The key to develop transferable markers is the construction of the genus-wide core genome considering the colinearty. Previously markers that designed based on resequecing a large number of samples has limited transferability. By DNA resequencing, rich information of small genetic variantion can be accessed, however large and complex structure variation is often missing. The long collinear blocks conserved within the genus are suggestive of strong selection against structure variation in this region, which increase the probability to identify markers that has consistent occurrence in the genome and also consistent segregation pattern. Out result indicate that in order to identify inter species transferable markers, core genome with collinearity should be considered. [core transcriptome 70% design rate]. Many marker design approach has considered the polymophism of the markers. In our study, we used the genus-wide polymophism to detect regions with moderate diversity and also used the polymorphism to design highly conserved probes, which contain no or very little variations across the whole genus, to ensure the binding specificity between the probe and the target sites.

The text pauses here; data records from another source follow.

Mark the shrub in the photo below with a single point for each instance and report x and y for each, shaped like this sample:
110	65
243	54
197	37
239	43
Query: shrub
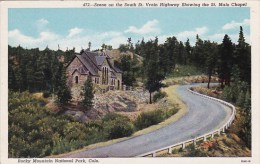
46	94
159	95
147	119
116	126
195	152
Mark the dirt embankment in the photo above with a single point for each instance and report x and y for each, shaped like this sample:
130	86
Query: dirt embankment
227	145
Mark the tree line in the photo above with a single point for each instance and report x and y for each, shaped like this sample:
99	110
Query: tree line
35	70
229	61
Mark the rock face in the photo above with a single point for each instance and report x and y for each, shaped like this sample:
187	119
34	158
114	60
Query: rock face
111	101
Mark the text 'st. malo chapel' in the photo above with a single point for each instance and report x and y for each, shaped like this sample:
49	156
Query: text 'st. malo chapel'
97	65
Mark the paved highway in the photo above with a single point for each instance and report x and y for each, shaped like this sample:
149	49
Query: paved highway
204	115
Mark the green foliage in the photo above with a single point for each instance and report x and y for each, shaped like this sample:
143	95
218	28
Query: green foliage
147	119
129	68
123	48
88	94
159	95
34	70
152	70
195	152
63	93
116	126
34	131
185	70
46	94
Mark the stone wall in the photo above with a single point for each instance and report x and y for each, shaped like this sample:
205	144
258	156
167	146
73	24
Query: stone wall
72	75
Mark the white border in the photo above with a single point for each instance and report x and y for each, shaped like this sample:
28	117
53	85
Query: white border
255	40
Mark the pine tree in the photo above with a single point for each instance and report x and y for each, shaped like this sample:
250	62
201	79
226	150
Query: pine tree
188	52
242	57
211	52
153	71
88	94
225	63
63	93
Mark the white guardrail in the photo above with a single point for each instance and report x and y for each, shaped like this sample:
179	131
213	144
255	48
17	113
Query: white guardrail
203	137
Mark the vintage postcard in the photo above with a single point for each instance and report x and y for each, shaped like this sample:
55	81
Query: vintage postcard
130	81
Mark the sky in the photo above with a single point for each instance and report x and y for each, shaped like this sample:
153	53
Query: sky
76	27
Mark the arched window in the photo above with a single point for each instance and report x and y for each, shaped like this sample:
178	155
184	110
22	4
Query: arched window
76	79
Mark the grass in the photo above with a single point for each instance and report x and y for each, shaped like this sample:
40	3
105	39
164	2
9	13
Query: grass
172	97
185	70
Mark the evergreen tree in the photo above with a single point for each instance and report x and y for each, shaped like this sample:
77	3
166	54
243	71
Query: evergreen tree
188	50
63	93
242	57
198	53
225	63
153	71
211	52
88	94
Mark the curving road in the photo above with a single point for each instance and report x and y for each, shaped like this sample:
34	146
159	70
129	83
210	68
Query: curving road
204	115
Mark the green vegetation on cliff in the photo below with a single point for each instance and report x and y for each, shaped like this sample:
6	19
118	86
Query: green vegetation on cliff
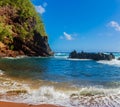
19	18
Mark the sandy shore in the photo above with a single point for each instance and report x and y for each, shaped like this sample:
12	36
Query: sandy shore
9	104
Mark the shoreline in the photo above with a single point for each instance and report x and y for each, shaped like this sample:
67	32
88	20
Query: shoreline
13	104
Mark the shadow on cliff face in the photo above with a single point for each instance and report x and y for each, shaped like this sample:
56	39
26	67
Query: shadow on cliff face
37	46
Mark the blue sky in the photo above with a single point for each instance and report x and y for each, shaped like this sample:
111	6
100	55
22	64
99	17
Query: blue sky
89	25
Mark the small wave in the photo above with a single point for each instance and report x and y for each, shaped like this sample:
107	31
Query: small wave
17	57
1	72
83	97
78	59
113	62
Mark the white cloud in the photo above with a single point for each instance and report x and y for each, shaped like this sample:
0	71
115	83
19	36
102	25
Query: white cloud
115	25
40	9
45	4
67	36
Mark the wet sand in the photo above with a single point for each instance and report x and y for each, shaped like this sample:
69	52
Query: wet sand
10	104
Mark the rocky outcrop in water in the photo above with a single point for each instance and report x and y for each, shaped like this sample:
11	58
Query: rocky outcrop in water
93	56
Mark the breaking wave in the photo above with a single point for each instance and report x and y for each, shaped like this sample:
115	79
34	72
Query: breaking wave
113	62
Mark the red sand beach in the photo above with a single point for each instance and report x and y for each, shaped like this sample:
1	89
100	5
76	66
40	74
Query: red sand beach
9	104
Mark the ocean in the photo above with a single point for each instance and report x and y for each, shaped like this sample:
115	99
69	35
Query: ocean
61	81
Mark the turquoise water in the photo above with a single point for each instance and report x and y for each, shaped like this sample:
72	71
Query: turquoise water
60	80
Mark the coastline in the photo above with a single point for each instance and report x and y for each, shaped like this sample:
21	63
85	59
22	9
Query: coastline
12	104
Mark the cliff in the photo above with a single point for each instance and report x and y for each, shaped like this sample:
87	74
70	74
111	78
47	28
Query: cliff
22	30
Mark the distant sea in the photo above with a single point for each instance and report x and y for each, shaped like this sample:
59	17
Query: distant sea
61	81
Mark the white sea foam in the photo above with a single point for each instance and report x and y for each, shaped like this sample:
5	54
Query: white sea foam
83	97
113	62
75	59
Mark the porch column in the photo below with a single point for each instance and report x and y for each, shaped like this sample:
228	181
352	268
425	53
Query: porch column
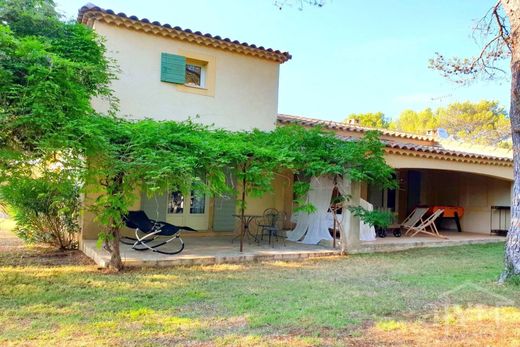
350	240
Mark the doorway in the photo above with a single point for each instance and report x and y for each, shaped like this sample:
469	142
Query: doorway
188	209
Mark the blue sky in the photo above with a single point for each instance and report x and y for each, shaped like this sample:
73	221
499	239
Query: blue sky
348	56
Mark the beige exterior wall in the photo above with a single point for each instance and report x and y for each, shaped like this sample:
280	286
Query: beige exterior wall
245	94
475	193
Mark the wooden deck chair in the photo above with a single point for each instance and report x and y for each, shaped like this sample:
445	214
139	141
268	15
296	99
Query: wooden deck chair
414	218
428	226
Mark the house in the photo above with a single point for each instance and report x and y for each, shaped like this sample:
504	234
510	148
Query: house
170	73
173	73
432	171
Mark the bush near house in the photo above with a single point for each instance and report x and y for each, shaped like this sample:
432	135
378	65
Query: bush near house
45	208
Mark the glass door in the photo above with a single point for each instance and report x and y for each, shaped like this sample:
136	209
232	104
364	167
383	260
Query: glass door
191	211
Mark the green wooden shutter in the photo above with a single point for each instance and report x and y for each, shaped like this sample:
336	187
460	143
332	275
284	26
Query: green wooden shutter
173	68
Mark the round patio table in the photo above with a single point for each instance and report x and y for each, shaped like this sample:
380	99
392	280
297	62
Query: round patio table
245	221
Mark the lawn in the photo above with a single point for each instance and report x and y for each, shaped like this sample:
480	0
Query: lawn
435	296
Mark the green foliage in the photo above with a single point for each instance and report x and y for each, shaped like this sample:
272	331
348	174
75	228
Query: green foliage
371	120
484	122
379	219
30	17
416	122
46	208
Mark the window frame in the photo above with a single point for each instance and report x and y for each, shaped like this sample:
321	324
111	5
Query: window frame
208	73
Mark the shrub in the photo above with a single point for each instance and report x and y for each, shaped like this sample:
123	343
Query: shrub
45	208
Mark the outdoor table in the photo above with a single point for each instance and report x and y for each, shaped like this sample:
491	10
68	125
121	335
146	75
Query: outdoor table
245	221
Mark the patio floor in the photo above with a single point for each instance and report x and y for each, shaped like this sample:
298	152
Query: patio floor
217	249
391	243
206	250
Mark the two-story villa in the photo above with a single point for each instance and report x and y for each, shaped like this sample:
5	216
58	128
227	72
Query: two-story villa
167	72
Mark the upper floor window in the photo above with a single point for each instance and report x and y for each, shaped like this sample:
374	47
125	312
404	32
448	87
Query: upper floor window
193	73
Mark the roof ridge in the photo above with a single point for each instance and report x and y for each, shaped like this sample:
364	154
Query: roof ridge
227	43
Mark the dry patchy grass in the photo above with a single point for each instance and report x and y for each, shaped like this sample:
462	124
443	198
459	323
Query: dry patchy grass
441	296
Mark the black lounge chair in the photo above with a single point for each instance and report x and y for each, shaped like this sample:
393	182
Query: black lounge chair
147	230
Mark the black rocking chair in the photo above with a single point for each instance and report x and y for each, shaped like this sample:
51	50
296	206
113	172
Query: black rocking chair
147	230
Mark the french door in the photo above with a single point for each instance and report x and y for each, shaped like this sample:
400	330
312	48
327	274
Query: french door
188	209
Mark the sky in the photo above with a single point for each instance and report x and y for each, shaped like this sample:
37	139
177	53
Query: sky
349	56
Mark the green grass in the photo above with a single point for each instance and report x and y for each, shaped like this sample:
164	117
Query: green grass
323	301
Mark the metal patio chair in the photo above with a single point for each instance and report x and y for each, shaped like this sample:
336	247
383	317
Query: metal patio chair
428	226
271	224
148	230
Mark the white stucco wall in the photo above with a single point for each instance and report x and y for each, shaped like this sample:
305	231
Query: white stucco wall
245	93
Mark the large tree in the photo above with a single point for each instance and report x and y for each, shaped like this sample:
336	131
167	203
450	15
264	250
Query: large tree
501	32
371	120
415	122
484	122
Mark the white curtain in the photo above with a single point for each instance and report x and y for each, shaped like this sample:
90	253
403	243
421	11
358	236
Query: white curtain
312	228
366	232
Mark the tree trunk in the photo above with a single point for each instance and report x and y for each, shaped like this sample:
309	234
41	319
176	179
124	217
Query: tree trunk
115	226
115	256
512	251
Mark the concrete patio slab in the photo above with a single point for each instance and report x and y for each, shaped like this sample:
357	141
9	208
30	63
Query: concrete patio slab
392	244
207	250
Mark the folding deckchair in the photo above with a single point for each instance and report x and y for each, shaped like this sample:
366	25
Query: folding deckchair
414	218
428	223
147	230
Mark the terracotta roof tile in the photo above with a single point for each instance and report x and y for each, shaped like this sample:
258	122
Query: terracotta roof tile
90	11
284	118
397	144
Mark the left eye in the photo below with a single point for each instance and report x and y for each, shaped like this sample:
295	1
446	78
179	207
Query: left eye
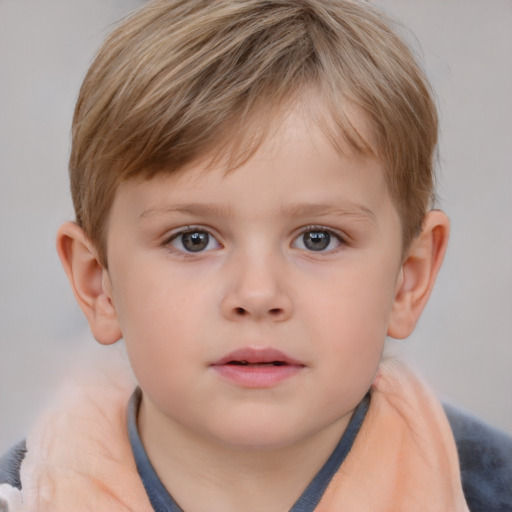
318	240
194	240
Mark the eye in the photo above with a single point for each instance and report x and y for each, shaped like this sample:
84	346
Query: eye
193	240
318	240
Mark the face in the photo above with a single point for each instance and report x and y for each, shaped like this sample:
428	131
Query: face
254	304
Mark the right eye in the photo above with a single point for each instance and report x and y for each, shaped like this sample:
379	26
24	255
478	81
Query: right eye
193	240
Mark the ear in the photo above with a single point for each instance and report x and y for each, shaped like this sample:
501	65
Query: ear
418	274
90	282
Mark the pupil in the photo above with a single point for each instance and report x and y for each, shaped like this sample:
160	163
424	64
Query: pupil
195	241
317	240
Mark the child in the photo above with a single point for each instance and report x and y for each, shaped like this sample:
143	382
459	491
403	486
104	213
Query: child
253	186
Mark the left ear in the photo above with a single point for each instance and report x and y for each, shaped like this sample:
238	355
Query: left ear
418	274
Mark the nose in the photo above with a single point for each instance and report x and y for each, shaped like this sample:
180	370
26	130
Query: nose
257	290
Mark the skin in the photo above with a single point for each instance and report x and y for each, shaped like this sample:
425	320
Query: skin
216	444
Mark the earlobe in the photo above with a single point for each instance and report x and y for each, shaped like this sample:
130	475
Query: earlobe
89	281
418	274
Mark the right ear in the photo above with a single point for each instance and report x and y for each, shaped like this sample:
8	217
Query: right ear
89	281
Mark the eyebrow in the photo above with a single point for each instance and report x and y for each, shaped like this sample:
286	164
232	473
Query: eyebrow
193	209
347	209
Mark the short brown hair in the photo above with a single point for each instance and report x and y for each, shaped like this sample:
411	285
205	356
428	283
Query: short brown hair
180	78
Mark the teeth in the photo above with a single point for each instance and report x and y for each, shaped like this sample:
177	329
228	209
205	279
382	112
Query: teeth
246	363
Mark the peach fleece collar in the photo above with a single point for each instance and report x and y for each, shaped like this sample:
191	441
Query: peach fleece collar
404	458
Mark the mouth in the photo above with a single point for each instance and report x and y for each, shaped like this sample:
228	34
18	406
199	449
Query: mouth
257	367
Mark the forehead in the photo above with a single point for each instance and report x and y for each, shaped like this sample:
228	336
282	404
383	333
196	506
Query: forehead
296	170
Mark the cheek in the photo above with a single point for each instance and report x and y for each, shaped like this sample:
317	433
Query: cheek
349	323
161	325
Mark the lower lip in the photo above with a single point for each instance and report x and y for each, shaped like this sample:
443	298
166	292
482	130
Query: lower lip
257	376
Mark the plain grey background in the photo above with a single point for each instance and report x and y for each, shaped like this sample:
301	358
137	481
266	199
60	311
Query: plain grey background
463	343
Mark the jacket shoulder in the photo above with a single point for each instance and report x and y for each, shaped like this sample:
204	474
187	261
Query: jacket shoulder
485	456
10	464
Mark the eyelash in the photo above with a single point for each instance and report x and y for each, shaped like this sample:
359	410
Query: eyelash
338	236
168	242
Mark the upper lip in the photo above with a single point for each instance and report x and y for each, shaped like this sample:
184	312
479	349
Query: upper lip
253	355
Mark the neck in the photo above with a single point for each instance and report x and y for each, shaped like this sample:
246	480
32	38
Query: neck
205	474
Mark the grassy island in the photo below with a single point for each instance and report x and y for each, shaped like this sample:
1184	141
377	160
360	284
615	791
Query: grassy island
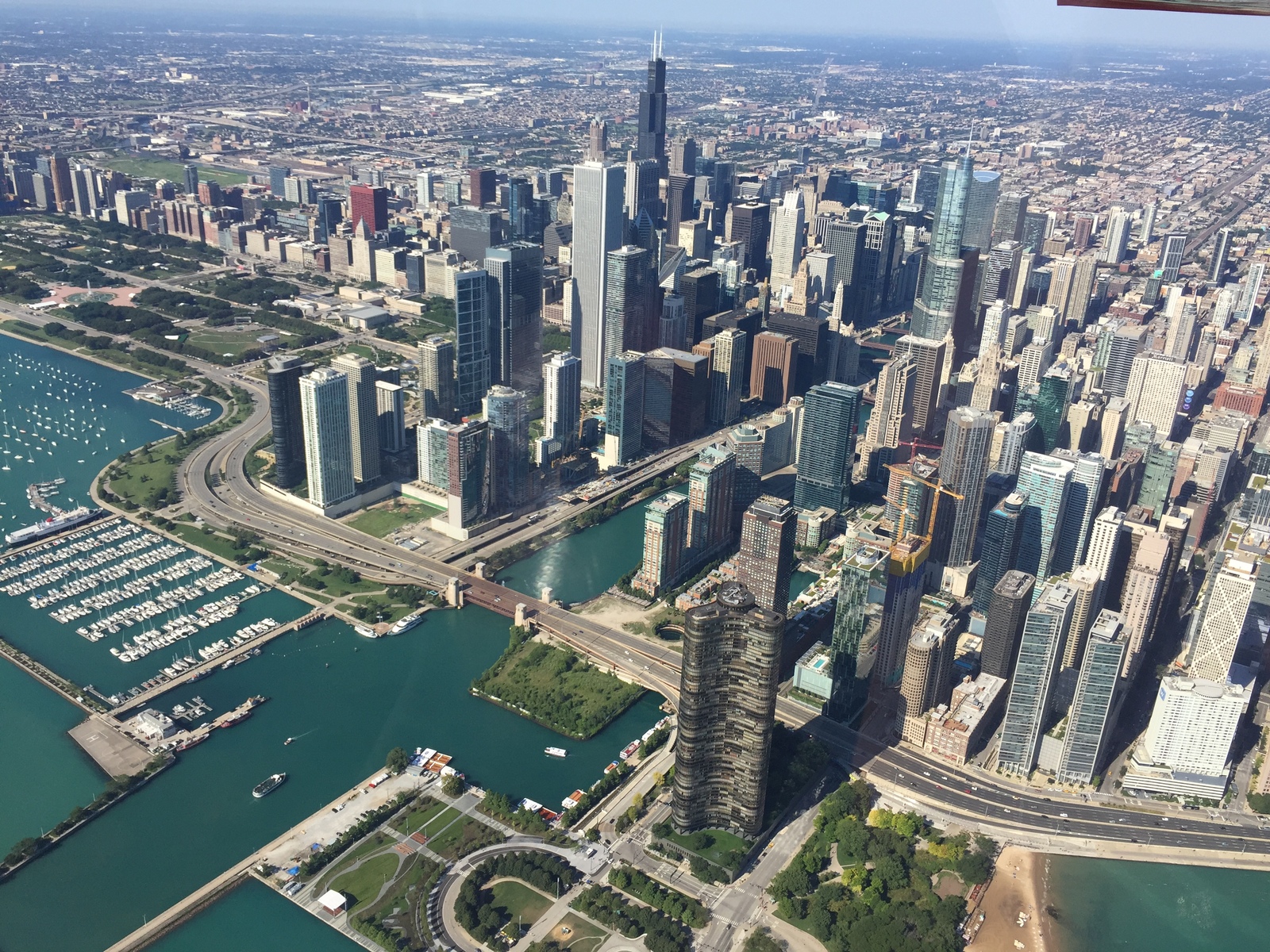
556	687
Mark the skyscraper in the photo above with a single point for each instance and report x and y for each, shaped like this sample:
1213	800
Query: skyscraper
766	560
630	296
666	528
727	376
597	228
1225	613
732	651
624	408
711	482
1094	708
391	410
1000	551
937	304
651	135
508	416
287	419
562	400
1043	480
1003	628
829	424
471	327
368	203
328	442
787	238
364	416
963	469
437	378
1039	654
516	315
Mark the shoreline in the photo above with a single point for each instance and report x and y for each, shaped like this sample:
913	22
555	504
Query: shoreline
1020	885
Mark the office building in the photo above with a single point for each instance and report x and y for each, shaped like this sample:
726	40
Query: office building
1094	708
1007	611
937	305
1187	748
598	224
787	238
1142	594
1041	649
370	205
1225	613
666	528
766	560
391	410
963	470
437	378
711	482
471	327
1000	547
514	301
328	441
364	414
772	367
624	408
829	423
732	651
927	673
287	419
727	376
562	400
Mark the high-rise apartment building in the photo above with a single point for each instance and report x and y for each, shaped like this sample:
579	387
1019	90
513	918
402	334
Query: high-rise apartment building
963	470
364	414
766	560
1035	672
328	441
562	400
514	301
732	653
437	378
829	423
1094	708
1007	611
598	226
287	419
471	325
624	408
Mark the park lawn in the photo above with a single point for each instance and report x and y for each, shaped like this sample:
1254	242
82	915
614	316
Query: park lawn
717	852
464	837
583	936
365	882
556	689
440	822
173	171
518	901
384	520
417	818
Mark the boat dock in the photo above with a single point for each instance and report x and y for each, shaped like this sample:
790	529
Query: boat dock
205	668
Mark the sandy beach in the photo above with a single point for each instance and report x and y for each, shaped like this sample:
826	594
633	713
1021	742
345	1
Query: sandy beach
1018	886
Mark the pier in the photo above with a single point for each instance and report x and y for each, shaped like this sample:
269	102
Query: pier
203	668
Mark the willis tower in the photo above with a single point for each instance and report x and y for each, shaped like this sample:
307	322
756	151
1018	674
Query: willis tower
652	112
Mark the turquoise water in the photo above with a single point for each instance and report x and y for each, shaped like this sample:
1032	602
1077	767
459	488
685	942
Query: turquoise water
586	564
346	700
1105	904
253	919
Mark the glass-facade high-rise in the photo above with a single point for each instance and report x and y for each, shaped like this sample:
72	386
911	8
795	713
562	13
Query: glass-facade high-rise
829	420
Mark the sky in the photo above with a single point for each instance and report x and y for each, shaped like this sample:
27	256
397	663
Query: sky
1013	22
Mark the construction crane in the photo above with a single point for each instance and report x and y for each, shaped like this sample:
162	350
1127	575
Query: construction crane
935	503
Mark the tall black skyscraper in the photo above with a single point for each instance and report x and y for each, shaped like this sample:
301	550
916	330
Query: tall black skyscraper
289	435
652	112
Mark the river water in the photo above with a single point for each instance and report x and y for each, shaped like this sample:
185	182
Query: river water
346	700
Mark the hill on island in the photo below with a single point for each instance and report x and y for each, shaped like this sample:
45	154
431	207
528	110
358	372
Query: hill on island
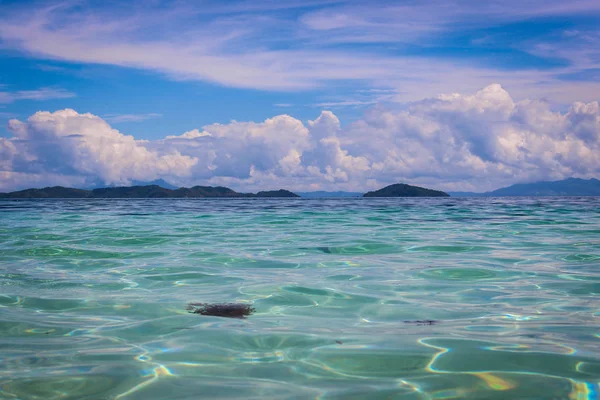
565	187
328	195
404	190
140	192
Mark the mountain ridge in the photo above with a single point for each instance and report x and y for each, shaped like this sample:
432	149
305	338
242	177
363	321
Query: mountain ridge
141	192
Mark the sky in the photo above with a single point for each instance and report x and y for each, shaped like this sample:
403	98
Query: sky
303	95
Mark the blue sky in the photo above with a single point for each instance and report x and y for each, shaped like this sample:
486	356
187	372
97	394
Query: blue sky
162	68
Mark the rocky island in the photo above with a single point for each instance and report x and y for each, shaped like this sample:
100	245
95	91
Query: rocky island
404	190
140	192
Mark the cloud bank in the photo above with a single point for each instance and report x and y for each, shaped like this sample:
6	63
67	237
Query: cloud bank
478	141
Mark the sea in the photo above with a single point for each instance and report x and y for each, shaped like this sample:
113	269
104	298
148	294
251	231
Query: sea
395	298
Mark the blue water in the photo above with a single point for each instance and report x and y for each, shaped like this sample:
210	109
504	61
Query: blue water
93	297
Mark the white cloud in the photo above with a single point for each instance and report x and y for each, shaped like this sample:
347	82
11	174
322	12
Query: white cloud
66	143
479	141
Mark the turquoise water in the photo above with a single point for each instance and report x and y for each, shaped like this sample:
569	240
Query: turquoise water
93	296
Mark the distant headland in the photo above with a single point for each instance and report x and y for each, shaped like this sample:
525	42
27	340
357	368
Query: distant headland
566	187
140	192
156	191
404	190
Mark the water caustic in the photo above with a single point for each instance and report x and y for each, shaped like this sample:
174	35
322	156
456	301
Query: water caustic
353	299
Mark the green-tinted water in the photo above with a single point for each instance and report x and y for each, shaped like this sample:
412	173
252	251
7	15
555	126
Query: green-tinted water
93	296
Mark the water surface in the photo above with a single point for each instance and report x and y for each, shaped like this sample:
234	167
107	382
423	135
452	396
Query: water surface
93	296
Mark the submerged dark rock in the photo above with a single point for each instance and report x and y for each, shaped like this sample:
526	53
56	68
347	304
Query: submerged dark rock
422	322
227	310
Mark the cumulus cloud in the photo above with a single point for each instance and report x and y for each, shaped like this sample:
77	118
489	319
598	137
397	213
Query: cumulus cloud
79	147
479	141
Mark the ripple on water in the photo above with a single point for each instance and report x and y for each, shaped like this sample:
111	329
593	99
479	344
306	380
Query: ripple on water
463	274
94	294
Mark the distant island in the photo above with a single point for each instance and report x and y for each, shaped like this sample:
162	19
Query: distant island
139	192
404	190
330	195
565	187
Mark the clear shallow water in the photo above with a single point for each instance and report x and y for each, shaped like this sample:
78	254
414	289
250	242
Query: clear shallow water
93	296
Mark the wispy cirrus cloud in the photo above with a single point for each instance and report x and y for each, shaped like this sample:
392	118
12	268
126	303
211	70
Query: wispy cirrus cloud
417	49
119	118
7	97
482	141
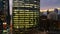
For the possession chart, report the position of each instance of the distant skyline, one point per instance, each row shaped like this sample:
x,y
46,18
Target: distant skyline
x,y
46,4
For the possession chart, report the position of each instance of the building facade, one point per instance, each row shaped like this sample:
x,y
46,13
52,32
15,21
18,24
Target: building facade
x,y
25,15
4,13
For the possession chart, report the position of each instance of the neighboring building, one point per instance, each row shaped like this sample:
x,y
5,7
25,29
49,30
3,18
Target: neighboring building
x,y
4,13
25,15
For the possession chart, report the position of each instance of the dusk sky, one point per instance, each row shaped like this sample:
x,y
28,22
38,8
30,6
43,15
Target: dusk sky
x,y
45,4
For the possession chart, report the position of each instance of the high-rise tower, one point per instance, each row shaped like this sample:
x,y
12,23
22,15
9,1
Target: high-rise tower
x,y
25,14
4,14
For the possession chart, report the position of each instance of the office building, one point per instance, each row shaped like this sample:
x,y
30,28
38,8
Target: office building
x,y
25,15
4,13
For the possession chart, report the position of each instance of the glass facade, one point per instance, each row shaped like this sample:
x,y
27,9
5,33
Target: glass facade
x,y
25,14
4,15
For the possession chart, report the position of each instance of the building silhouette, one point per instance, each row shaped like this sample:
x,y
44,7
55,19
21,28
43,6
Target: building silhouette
x,y
25,15
4,13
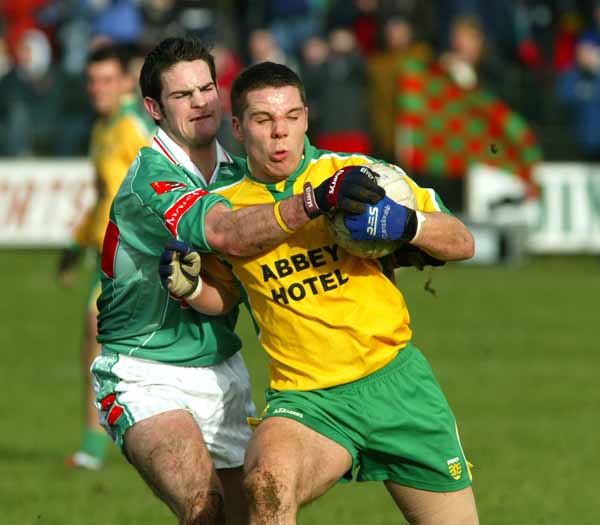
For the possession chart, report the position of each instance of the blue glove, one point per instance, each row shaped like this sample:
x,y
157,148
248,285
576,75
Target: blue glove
x,y
386,220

The advantage of rhAmpSeq genotyping platform for highly diverse and heterozygous species
In our previous study, we have found that Ampseq genotyping platform outperforms GBS or other NGS based genotyping platform for highly diverse and heterozygous species, due to limited missing data, increased coverage and accuracy at heterozygote sites, and elevated transferability among distinct species. Different from SNP array or KASP which target one specific polymorphism site, another advantage of AmpSeq genotyping platform is that it allows the identification of novel alleles and a short haploblock because the entire amplified region (from 90 bp to 250bp long) are sequenced through NGS. Therefore, for a pair of individuals with a genetic diversity greater than 1 SNP per 250 bp, the amplified region should contain at least one SNP to distinguish the two individual, which increase the information content of the markers and make it suitable not only for distant but also for close related bi-parental population. This high coverage and unbiased sequencing of amplicons make this platform is applicable in population genetics and ecology studies. Comparing to AmpSeq, the rhAmpSeq technology add an RNA base and a blocker in the primer, and this RNA-base and the blocker can only be cleaved by RNase H2 enzyme only when the match is perfect between the primer and the templates \cite{Dobosy2011}. This step increases the specificity in the genotyping and also increases the throughput to 5000 probes in one tube (rhAmpSeq, IDT ).